Of course benefits are only one side of the ledger. Taxes are just as often held up as a threat to entrepreneurship and a dynamic economy. A lower capital gains tax rate does seem to be associated with a greater supply of entrepreneurs. But keeping the capital gains rate low to help startups is incredibly inefficient, since only a small portion of realized capital gains are from entrepreneurial activity. As Harvard Business School professors Paul Gompers and Josh Lerner write, “policies that increase the relative attractiveness of becoming an entrepreneur and promote technology innovation probably would have more of an effect on venture capital investments than an across the board cut in the capital gains tax rate.”
Instead of preserving low tax rates, entrepreneur-friendly tax reform would encourage startup investment by shifting the tax code away from its current bias for debt over equity, and could preserve or expand key tax credits like the exemption for long-term investment in small businesses.
Even the assumption that bureaucratic “red tape” holds back startups is less obvious than it sounds. Professors at George Mason created a novel measure of federal regulation in the U.S. and compared the amount of federal regulation to the number of new business establishments in each industry. They found a slightly positive correlation: more regulation was actually associated with more new establishments. (Though the number of “new establishments” correlates with entrepreneurship, they’re not quite the same thing since the former counts expansion by existing firms.)
That’s not to say regulations don’t hamper entrepreneurs; of course, they often do. It may even be the case that a better measure of entrepreneurship would correlate negatively with the amount of regulation. But what evidence we do have squarely challenges the intuition that it’s government that holds back startups.
It would be silly to argue that bigger government is always and everywhere good for startups. But the standard critique of big government throttling economic growth appears increasingly at odds with the available evidence. So why do pundits and politicians, on both sides of the aisle, so often assume the opposite?
In truth, the what matters more than the how much. Some government programs likely boost entrepreneurship, while others hold it back. The same is true of taxation, and of regulation.

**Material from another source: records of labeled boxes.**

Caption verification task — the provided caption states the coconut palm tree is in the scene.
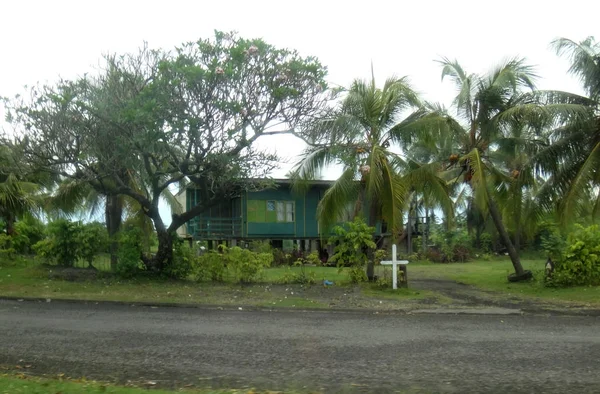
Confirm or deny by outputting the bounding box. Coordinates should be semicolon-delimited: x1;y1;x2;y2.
428;58;581;280
293;78;451;279
539;37;600;220
0;145;42;235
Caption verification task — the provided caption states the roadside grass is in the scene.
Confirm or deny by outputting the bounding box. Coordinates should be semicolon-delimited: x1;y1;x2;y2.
0;256;600;308
263;266;349;285
0;261;428;309
0;374;260;394
409;256;600;307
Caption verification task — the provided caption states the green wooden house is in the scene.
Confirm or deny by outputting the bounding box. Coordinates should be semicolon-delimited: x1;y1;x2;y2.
177;179;332;249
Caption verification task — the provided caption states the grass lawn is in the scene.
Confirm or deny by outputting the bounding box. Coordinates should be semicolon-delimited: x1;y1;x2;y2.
0;257;600;309
0;261;436;309
409;257;600;307
0;375;256;394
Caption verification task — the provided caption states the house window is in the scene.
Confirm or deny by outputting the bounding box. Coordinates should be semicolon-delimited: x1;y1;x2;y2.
285;201;294;222
276;201;294;223
248;200;296;223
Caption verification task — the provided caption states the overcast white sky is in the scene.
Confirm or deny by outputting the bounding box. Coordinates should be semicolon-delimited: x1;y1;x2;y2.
0;0;600;222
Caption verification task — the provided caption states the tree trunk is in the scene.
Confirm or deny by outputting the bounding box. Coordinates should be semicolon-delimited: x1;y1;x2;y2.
5;212;15;237
421;207;429;255
488;195;525;276
367;195;377;282
515;189;523;252
105;195;123;271
147;207;172;272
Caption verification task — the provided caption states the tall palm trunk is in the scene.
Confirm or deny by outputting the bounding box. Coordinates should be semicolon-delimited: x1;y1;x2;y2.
367;201;377;282
105;195;123;271
5;212;15;237
488;193;525;276
514;188;523;252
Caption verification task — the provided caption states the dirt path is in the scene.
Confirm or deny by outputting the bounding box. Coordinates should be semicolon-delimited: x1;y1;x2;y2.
410;279;600;316
0;301;600;394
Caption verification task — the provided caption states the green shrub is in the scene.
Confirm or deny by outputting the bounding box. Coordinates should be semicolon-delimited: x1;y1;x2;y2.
32;219;82;267
375;269;404;288
304;251;323;267
539;223;567;261
279;259;317;285
248;239;273;253
224;246;273;283
479;233;494;254
76;222;109;267
270;248;293;267
329;217;377;283
547;225;600;287
426;228;473;263
115;229;142;278
0;233;16;259
164;239;197;279
194;250;227;282
12;216;46;254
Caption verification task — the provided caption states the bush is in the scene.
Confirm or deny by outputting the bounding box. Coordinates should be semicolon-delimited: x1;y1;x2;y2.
304;251;323;267
271;248;294;267
224;246;273;283
279;260;317;285
248;239;273;253
194;250;227;282
32;219;82;267
164;239;197;279
547;225;600;287
539;223;567;261
76;222;109;267
115;229;142;278
426;228;473;263
0;233;16;259
329;217;377;283
12;216;46;254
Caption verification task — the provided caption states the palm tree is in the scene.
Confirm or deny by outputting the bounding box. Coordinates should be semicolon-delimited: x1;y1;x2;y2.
540;37;600;223
0;145;41;236
293;78;451;280
432;58;579;280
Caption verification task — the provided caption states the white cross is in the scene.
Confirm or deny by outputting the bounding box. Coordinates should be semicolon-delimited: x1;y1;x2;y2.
381;244;408;290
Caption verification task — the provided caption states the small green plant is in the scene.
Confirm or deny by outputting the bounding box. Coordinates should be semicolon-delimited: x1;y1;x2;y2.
479;233;494;254
304;251;323;267
33;219;82;267
248;239;273;253
164;239;197;279
195;250;227;282
540;223;567;261
0;234;16;259
12;216;46;254
481;253;494;261
329;217;377;283
279;259;317;286
426;227;473;263
547;225;600;287
76;222;108;268
373;249;388;264
116;228;142;278
375;268;404;289
223;246;273;283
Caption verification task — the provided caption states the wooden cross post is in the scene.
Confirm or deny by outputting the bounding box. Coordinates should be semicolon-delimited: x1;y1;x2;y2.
381;244;408;290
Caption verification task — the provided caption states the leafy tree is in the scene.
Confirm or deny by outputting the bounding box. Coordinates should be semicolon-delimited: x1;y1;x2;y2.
0;145;40;236
4;32;326;271
293;78;451;279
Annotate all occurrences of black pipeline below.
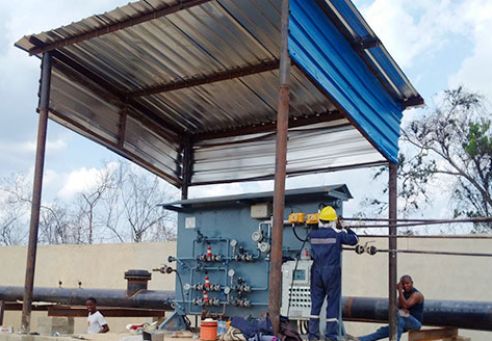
[342,297,492,331]
[0,286,492,331]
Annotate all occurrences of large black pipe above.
[0,286,492,331]
[343,297,492,331]
[0,286,176,310]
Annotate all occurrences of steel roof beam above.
[126,59,279,98]
[48,51,183,140]
[29,0,211,55]
[192,110,351,141]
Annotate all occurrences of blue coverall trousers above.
[309,264,342,341]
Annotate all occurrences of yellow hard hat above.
[319,206,337,221]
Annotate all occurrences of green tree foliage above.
[371,87,492,229]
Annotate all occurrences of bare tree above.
[74,163,118,244]
[0,174,28,245]
[107,162,175,243]
[370,87,492,230]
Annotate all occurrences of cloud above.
[449,0,492,99]
[361,0,464,67]
[57,162,119,199]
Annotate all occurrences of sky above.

This argument is particularly important today for two reasons. First, despite the headlines coming out of Silicon Valley, American has actually become less entrepreneurial over the past few decades. The research described above suggests that reversing that decline need not include cuts to the welfare state. Second, entrepreneurship is central to the ongoing debate over stagnating economic growth. Just as mainstream institutions like the IMF and OECD have publicly questioned the assumption that growth requires tolerating income inequality, we must revisit the idea that an expanded welfare state comes at the expense of entrepreneurs and innovation.
The evidence simply does not support the idea of a consistent tradeoff between bigger government and a more entrepreneurial economy. At least in some cases, the reverse is actually true. When governments provide citizens with economic security, they embolden them to take more risks. Properly deployed, a robust social safety net encourages more Americans to attempt the high-wire act of entrepreneurship.